We want to study an E-commerce dataset:
import pandas as pd
import numpy as np
import plotly.express as px
import plotly.graph_objects as go
file = pd.read_csv('data.csv',encoding="ISO-8859-1")
df = file.copy()
total_sales = df[['Description', 'Quantity', 'UnitPrice', 'CustomerID']].copy()
total_sales['Total Sales'] = total_sales['Quantity'] * total_sales['UnitPrice']
ten_products = (
total_sales.groupby('Description')['Total Sales']
.sum()
.sort_values(ascending=False)
.head(10)
.reset_index()
)
ten_products['Total Sales'] = ten_products['Total Sales'].round(2)
fig = px.bar(
ten_products,
x='Description',
y='Total Sales',
title='Top 10 products by Total Sales',
labels={
'Description': 'Product Description',
'TotalSales': 'Total Sales (in Dollars)'
},
text='Total Sales'
)
fig.update_layout(xaxis_tickangle=45)
fig.show()
The product with the highest total sales from the 'Top 10 products by total sales' was 'DOTCOM POSTAGE' with 206,245 and the lowest was 'CHILLI LIGHTS' with 53768.
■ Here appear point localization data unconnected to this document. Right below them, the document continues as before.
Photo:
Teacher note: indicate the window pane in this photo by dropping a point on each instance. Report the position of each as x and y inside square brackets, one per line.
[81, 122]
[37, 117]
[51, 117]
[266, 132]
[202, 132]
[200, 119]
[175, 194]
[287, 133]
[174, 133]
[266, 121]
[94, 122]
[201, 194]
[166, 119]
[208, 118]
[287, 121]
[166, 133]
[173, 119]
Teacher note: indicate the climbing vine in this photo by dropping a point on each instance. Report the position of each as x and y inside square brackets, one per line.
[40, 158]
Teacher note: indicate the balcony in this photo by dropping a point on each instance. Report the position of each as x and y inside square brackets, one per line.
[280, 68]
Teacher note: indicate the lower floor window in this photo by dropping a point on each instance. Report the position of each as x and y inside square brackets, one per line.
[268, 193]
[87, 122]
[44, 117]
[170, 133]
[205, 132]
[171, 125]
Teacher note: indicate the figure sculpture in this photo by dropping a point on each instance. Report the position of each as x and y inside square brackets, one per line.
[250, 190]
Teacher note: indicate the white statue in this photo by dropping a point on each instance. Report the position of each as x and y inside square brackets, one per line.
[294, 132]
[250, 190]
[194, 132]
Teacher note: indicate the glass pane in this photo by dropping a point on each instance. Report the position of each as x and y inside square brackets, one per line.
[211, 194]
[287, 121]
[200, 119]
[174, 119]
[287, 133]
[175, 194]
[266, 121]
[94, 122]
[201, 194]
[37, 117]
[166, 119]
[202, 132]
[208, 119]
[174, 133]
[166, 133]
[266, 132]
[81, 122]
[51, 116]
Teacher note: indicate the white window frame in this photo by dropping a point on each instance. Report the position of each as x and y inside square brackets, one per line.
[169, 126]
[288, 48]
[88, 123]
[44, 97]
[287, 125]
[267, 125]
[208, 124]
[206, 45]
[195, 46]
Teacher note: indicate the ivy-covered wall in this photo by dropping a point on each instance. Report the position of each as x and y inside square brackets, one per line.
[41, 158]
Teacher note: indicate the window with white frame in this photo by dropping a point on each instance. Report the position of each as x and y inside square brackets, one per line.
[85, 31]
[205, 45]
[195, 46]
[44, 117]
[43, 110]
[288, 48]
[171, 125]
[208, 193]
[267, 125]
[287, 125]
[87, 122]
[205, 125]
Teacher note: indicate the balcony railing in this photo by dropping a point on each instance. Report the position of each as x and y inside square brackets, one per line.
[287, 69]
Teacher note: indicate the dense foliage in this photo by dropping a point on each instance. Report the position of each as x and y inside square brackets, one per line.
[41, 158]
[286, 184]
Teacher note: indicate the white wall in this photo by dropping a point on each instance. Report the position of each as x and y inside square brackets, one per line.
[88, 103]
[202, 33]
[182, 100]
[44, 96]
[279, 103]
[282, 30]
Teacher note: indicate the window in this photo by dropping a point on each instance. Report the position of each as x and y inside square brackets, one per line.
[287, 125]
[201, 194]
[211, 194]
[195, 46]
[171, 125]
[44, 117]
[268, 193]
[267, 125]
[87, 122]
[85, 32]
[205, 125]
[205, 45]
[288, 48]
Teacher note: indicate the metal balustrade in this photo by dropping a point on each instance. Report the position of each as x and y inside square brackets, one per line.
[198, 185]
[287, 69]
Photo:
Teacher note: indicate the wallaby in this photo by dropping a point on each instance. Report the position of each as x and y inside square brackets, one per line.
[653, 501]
total_sales = df[['Description', 'Quantity', 'UnitPrice', 'Country']].copy()
total_sales['Total Sales'] = total_sales['Quantity'] * total_sales['UnitPrice']
ten_countries = (
total_sales.groupby('Country')['Total Sales']
.sum()
.sort_values(ascending=False)
.head(10)
.reset_index()
)
ten_countries['Total Sales'] = ten_countries['Total Sales'].round(2)
fig = px.bar(
ten_countries,
x='Total Sales',
y='Country',
title='Top 10 Countries by Total Sales',
labels={
'Total Sales': 'Total Sales (in Dollars)',
'Country': 'Country'
},
text='Total Sales',
orientation='h'
)
fig.show()
The country that had the most sales was United Kingdom. Which had significantly more than any other country as it had a difference of 7 million. From the 'Top 10 countries by Total Sales' Sweden had the least by 36595.
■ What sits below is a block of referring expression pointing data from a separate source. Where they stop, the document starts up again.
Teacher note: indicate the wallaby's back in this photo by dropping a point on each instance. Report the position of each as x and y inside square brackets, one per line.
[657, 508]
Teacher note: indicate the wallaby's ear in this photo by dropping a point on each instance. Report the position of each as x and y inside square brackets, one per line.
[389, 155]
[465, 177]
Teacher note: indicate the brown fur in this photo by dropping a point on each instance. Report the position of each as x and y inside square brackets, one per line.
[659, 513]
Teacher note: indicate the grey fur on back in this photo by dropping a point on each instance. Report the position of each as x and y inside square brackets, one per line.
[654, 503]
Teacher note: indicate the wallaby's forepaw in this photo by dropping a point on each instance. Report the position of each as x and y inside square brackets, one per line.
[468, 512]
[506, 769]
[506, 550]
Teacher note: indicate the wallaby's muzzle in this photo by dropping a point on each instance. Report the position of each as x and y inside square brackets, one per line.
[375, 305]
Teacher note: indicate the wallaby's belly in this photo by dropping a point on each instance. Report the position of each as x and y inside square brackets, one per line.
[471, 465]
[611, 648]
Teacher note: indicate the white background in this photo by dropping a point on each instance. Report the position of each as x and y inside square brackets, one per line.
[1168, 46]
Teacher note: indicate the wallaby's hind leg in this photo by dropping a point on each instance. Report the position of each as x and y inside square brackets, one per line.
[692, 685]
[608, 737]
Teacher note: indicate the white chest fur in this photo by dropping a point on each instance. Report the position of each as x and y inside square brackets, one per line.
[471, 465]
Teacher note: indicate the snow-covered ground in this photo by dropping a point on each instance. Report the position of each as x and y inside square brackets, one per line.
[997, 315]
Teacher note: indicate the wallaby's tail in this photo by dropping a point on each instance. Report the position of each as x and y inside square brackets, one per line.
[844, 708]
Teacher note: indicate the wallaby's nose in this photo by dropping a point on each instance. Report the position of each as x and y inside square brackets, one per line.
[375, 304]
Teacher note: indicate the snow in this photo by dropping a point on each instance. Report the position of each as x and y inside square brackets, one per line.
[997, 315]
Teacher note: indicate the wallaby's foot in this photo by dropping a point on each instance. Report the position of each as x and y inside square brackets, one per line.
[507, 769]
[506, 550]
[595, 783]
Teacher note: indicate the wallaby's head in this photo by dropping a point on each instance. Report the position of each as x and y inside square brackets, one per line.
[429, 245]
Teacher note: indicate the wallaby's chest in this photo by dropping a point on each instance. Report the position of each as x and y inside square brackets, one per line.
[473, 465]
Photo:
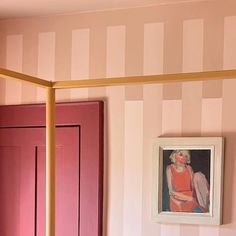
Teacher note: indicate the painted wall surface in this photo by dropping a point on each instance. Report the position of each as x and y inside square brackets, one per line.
[163, 39]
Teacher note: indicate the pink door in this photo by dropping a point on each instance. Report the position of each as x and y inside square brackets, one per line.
[78, 170]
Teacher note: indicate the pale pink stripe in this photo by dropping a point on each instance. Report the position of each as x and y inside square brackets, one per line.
[173, 46]
[14, 61]
[152, 101]
[80, 61]
[229, 129]
[80, 54]
[192, 91]
[30, 53]
[171, 126]
[191, 126]
[114, 180]
[115, 56]
[211, 126]
[97, 59]
[46, 60]
[192, 45]
[192, 105]
[170, 230]
[229, 42]
[133, 169]
[171, 117]
[153, 48]
[211, 116]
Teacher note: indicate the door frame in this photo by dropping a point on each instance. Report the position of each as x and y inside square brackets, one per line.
[89, 117]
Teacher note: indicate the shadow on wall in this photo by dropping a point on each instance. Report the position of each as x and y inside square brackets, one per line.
[229, 170]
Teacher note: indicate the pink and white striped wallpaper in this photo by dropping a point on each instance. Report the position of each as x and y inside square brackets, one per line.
[185, 37]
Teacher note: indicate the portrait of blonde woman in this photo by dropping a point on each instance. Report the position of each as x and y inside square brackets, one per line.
[187, 184]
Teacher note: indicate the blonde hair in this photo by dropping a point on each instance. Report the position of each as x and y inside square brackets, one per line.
[185, 153]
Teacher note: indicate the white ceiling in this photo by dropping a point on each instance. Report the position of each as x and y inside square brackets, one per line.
[24, 8]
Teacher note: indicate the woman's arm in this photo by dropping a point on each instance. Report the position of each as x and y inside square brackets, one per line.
[169, 179]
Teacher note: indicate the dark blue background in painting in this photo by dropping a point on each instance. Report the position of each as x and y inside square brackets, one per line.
[200, 161]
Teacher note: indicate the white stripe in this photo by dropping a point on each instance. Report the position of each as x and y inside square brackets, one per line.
[171, 117]
[80, 60]
[132, 209]
[211, 116]
[14, 61]
[153, 48]
[46, 60]
[115, 58]
[229, 43]
[192, 45]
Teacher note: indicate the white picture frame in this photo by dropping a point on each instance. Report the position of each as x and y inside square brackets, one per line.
[172, 201]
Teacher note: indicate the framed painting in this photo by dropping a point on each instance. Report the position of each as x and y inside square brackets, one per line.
[187, 180]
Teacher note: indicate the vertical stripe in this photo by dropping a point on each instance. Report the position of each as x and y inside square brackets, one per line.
[191, 126]
[3, 65]
[229, 132]
[213, 51]
[115, 57]
[97, 58]
[152, 119]
[192, 45]
[134, 48]
[171, 125]
[213, 42]
[211, 125]
[80, 60]
[211, 116]
[30, 53]
[132, 208]
[173, 45]
[46, 60]
[134, 57]
[14, 62]
[63, 58]
[192, 108]
[153, 48]
[115, 178]
[192, 91]
[229, 43]
[115, 62]
[171, 117]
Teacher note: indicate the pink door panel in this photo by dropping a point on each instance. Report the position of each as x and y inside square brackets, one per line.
[17, 182]
[79, 178]
[67, 183]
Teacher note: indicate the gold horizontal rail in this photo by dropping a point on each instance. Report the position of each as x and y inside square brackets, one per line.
[180, 77]
[8, 74]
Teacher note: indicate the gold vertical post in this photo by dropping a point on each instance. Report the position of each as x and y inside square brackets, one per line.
[50, 162]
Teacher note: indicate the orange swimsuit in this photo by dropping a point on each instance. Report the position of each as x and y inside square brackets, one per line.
[181, 182]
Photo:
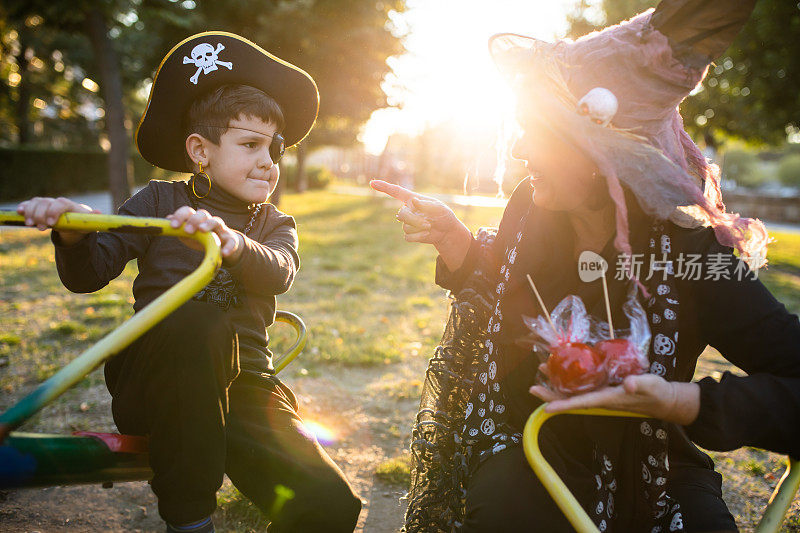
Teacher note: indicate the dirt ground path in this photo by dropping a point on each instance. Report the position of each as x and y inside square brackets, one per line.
[360, 406]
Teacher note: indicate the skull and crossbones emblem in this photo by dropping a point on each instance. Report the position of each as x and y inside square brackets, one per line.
[206, 58]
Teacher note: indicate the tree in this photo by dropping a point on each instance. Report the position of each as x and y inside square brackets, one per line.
[789, 170]
[751, 91]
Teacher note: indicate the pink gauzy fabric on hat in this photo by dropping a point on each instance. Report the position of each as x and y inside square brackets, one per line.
[645, 147]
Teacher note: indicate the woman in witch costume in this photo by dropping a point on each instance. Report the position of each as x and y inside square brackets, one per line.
[615, 174]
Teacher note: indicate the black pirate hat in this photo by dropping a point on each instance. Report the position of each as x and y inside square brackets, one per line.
[207, 60]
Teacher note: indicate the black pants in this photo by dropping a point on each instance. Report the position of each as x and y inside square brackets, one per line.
[180, 384]
[504, 495]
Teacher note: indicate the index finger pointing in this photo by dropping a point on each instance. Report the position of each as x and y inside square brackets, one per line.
[395, 191]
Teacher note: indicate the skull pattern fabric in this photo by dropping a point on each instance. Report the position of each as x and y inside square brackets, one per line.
[662, 310]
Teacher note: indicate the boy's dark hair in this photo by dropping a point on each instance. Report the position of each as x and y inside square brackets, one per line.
[210, 114]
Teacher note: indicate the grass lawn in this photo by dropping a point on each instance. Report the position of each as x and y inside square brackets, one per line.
[374, 316]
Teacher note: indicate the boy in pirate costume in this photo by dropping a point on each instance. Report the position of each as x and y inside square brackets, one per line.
[615, 173]
[200, 384]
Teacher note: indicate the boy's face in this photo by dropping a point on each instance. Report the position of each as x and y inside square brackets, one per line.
[241, 164]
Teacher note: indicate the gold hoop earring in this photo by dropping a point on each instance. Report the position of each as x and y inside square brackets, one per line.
[194, 179]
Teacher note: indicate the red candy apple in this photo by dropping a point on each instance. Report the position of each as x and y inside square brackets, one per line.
[621, 359]
[575, 367]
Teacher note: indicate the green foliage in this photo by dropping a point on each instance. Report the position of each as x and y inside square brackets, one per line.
[741, 166]
[343, 44]
[789, 170]
[317, 177]
[38, 171]
[396, 471]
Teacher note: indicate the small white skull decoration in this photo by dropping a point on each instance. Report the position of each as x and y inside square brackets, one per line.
[600, 105]
[206, 58]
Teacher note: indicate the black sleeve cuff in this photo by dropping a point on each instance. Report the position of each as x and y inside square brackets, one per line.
[705, 428]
total_quantity = df[['Description', 'Quantity', 'CustomerID']].copy()
six_products = (
total_quantity.groupby('Description')['Quantity']
.sum()
.sort_values(ascending=False)
.head(6)
.reset_index()
)
fig = px.pie(
six_products,
values='Quantity',
names='Description',
title='Distribution of Quantities Sold for Top 6 Products',
)
fig.show()
The top product sold by quantity was 'World War 2 Gliders Assstd Desgins' with it being 22% and the lowest was 'White Hanging Heart T-Light Holder' with it being at 14.4%
monthly_sales = df.copy()
monthly_sales['InvoiceDate'] = pd.to_datetime(monthly_sales['InvoiceDate'])
monthly_sales['Month'] = monthly_sales['InvoiceDate'].dt.to_period('M')
monthly_sales = (
monthly_sales.groupby('Month')
.apply(lambda x: (x['Quantity'] * x['UnitPrice']).sum())
.reset_index(name='Total Sales')
)
monthly_sales['Month'] = monthly_sales['Month'].astype(str)
fig = px.line(
monthly_sales,
x='Month',
y='Total Sales',
title='Total Monthly Sales',
labels={'Month': 'Month', 'Total Sales': 'Total Sales (in Dollars)'},
markers=True
)
# Display the chart
fig.show()
There was a peak on November 2011 with it being on 1.46 million. Then had a drop to 433k on December. I was a little caught by suprise on this because I would expect there to be more sales throughout the holidays.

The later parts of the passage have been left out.